Head of Infrastructure Operations at Marks & Spencer, Chet Patel remarks, “We knew what our requirements were, and that the VSP G1000 systems were the standout products that could satisfy those needs. Working with our systems integration partner, Tata Consultancy Services, we established that the VSP G1000s could meet our cost, performance and capacity targets. The major challenge was migrating data safely, securely and without any business interruption.”
M&S created a shared program team, combining its own in-house business expertise with implementation and migration experts from Hitachi Global Services, with additional support from Tata Consultancy Services.
“As a team, we moved the entire storage workload on time, on budget, with no business interruption,” says Infrastructure Project Manager at Marks & Spencer, Alex Luboff. “During the process, we identified multiple areas for further rationalization and consolidation, and completed ‘good housekeeping’ tasks that helped to further simplify the storage landscape. With help from Hitachi, we have cut the existing device footprint by around 75%, and saved power, cooling and data center space. Additionally, complexity tends to lead to increased risk, and by consolidating to the VSP G1000 systems, we have dramatically simplified the storage infrastructure.”
Over a period of six months, the program included migration of around 750TB of data, accessed by 6,000 virtual machines and 180 IBM® AIX® logical partitions. With the VSP G1000 solution fully live in good time for Christmas 2015, the question was: Would all the food be delivered on time, every time?
Dickson comments, “Not only did we deliver food orders on time every day with the Hitachi solution, but also the hugely improved technical performance meant that processing overnight food orders regularly beat the deadline by over two hours, a 35% improvement.

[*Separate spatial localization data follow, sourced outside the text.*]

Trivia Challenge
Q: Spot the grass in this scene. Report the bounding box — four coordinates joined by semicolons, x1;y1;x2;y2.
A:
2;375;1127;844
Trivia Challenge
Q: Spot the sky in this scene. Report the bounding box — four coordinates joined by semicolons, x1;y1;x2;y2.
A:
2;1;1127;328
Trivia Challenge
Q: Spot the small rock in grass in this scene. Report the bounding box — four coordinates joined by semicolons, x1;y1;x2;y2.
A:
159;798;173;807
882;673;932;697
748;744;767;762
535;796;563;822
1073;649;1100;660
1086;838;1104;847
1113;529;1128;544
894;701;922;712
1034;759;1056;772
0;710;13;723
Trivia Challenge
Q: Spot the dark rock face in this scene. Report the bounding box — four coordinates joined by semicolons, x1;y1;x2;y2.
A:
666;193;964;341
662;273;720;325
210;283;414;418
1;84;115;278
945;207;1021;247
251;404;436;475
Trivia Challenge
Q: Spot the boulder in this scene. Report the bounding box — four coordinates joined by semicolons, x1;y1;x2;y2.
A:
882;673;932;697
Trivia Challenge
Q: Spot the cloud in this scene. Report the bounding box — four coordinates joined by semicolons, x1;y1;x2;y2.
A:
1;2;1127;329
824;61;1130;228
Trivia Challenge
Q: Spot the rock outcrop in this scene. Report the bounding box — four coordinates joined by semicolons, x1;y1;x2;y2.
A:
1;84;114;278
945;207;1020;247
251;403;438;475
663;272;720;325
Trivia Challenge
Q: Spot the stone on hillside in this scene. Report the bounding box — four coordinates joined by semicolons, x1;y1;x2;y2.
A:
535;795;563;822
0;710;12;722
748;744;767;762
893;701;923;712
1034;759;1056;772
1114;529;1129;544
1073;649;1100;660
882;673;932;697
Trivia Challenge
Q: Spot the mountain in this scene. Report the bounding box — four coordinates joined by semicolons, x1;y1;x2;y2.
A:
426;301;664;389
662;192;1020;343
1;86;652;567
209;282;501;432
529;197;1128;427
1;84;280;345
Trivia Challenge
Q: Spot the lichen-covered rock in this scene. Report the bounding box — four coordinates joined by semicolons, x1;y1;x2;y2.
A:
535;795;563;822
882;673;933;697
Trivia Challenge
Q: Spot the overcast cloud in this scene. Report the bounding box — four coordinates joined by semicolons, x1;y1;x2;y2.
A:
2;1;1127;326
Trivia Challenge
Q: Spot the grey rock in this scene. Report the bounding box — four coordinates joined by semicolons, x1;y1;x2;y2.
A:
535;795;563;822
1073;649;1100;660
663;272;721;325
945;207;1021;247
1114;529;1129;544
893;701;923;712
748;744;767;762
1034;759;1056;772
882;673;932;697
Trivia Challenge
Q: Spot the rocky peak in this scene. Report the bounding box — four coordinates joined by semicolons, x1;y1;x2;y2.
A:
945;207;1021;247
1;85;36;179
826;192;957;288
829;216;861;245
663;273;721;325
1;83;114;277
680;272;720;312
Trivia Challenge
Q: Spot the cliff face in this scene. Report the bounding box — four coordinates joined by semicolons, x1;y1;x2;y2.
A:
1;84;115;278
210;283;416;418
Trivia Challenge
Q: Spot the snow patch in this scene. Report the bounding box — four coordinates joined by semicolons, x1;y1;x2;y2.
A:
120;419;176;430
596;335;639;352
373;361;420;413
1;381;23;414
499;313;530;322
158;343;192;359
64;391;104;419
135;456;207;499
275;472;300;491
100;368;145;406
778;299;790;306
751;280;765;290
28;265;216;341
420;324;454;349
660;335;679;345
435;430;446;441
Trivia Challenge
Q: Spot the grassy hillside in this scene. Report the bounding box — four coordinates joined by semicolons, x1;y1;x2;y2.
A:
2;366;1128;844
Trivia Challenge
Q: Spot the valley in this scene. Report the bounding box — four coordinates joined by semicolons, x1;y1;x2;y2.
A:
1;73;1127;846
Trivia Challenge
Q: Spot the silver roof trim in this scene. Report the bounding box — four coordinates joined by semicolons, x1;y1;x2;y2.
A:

For our foods business, this released critical contingency time for the suppliers and logistics teams to manage any unforeseen operational issues, greatly reducing business risk and potential food wastage.”
He concludes, “Migration to the Hitachi solution has reduced our storage acquisition costs by more than 30%, and reduced our storage related operational IT expenses by more than 50%. The simplified landscape is easier to support and manage, yet at the same time delivers increased performance and capacity.”